4e: Hazmat: To be truly prepared, you gotta figure out a way of getting at least one of those Hazmat suits and masks into your life in case the future apocalypse involves contagion, chemical menace or similar. The problem is, of course, that unless you KNOW that the risk is and what form it will take (is a painter’s particle mask sufficient? Or are you going to need the full body condom with bottled O2?) and you know exactly when to put your gear on, you are either limited to living your life like ‘The Boy in the Plastic Bubble’ (i.e.: assume 24-7 that you are under attack from some sort of unseen chemical or biological menace and spend your life inside a giant zip-lock bag — sorry; I’d almost rather be dead than succumb to that level of paranoia) or hope for an early warning from the CDC. Perhaps a few filter masks and latex gloves in the glove compartment couldn’t hurt…

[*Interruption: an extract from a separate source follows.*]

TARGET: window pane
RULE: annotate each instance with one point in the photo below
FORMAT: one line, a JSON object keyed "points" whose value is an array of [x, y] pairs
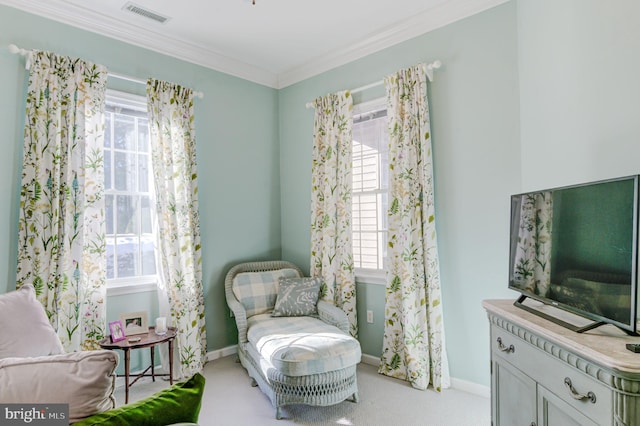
{"points": [[127, 214], [107, 129], [129, 198], [110, 257], [148, 255], [143, 135], [370, 183], [145, 215], [124, 132], [108, 166], [125, 171], [108, 207], [128, 249], [143, 173]]}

4f: Less is More: I envision that the future might belong to the fit and athletic practitioners of the art of parkour. Dressed, at most, in Adidas, jeans and a hoodie, they seem to effortlessly leap from parapet to fence to rooftop, always one step ahead and out of reach of whatever menace the apocalypse holds. I envy them and wish them well; the future probably belongs to them.
*On a dare I once ate some “survival biscuits” that we found sealed in tin cans in an abandoned building. I think they dated back to when Nixon was in the Whitehouse. They were dry and tasteless; like Saltines without salt.